Spora – Ransomware

Threat Meter

 

The ransomware is distributed via spam emails and uses a combination of RSA and AES encryption. The ransomware continues to evolve and has also been circulating as a fake Chrome font pack that is distributed via compromised websites.

How do you protect yourself?

You should avoid opening your spam emails and downloading suspicious free files from sites you don’t trust.

 

CVE-2017-11826

 

Threat Meter

 

Microsoft Office 2010, SharePoint Enterprise Server 2010, SharePoint Server 2010, Web Applications, Office Web Apps Server 2010 and 2013, Word Viewer, Word 2007, 2010, 2013 and 2016, Word Automation Services, and Office Online Server allow remote code execution when the software fails to properly handle objects in memory.

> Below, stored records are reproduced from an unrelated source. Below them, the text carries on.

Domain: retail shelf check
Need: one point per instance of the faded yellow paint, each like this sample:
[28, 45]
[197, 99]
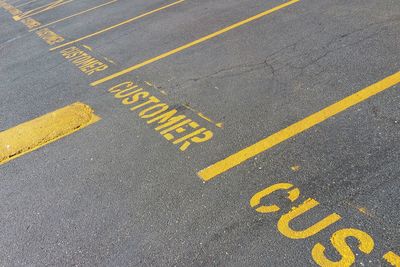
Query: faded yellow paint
[296, 128]
[74, 15]
[48, 128]
[338, 240]
[198, 41]
[116, 25]
[41, 9]
[255, 201]
[392, 258]
[27, 3]
[284, 221]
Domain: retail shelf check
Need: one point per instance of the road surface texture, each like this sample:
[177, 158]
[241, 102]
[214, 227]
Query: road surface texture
[200, 133]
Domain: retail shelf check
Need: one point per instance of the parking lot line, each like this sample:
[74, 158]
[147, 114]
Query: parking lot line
[117, 25]
[43, 130]
[296, 128]
[24, 4]
[41, 9]
[198, 41]
[73, 15]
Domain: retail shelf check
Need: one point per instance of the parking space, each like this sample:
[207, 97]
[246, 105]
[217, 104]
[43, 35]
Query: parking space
[231, 133]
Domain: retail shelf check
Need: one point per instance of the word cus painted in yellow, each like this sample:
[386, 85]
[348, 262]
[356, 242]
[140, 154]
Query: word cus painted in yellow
[49, 36]
[30, 23]
[176, 128]
[85, 62]
[338, 240]
[11, 9]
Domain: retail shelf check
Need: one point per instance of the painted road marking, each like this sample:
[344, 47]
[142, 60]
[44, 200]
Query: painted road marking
[198, 41]
[43, 130]
[294, 212]
[296, 128]
[74, 15]
[117, 25]
[41, 9]
[24, 4]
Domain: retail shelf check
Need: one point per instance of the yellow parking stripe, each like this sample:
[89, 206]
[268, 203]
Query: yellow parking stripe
[24, 4]
[298, 127]
[198, 41]
[116, 25]
[48, 128]
[41, 9]
[74, 15]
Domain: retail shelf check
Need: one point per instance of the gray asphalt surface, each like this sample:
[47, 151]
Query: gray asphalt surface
[117, 193]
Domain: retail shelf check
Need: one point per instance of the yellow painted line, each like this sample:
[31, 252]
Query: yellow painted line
[74, 15]
[41, 9]
[296, 128]
[117, 25]
[24, 4]
[198, 41]
[43, 130]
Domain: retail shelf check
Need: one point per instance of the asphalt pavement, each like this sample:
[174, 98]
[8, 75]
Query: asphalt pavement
[226, 133]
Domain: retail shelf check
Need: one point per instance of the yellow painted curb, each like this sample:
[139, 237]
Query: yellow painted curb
[48, 128]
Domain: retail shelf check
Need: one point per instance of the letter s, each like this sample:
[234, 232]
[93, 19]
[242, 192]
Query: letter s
[338, 239]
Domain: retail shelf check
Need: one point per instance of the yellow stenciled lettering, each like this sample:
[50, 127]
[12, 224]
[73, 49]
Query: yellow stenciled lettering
[338, 240]
[135, 98]
[127, 92]
[256, 199]
[119, 87]
[167, 119]
[160, 108]
[286, 230]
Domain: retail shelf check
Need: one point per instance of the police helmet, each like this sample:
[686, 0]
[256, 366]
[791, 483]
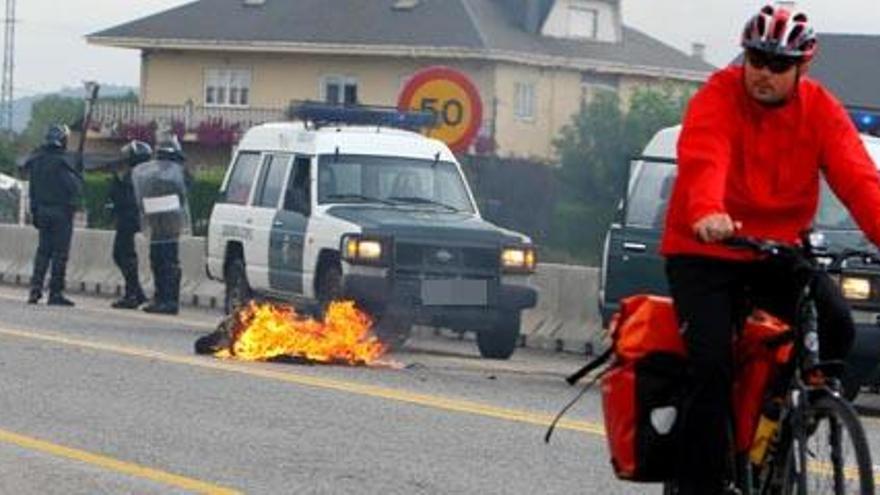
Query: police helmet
[56, 136]
[137, 152]
[168, 148]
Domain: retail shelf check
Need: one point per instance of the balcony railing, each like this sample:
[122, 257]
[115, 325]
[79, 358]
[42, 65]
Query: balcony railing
[131, 120]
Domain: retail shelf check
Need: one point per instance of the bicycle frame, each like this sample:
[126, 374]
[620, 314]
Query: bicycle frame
[806, 380]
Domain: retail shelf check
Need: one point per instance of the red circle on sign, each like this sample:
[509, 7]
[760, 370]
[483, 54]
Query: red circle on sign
[440, 72]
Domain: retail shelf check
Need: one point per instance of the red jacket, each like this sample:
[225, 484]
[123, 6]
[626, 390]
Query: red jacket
[761, 165]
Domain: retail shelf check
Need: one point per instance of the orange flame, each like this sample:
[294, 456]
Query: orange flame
[265, 331]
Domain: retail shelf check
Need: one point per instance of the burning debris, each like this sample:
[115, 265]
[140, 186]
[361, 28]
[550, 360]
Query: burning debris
[264, 332]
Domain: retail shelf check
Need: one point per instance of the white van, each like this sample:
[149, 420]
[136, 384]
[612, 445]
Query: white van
[379, 215]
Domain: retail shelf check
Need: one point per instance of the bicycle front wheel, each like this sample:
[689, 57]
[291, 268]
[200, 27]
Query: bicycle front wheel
[835, 458]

How do you protect yourself?

Make sure your software is fully patched, as long as you have the latest security updates you should be protected from this vulnerability.

 

SamSa – Ransomware

 

Threat Meter

 

SamSa is not launched via user focused attack vectors, such as phishing campaigns and exploit kits. This particular family seems to be distributed via compromising servers and using them as a foothold to move laterally through the network to compromise additional machines which are then held for ransom. A particular focus appears to have been placed on the healthcare industry.

How do you protect yourself?

Make sure that your servers are running the latest patched software and are monitored by a firewall.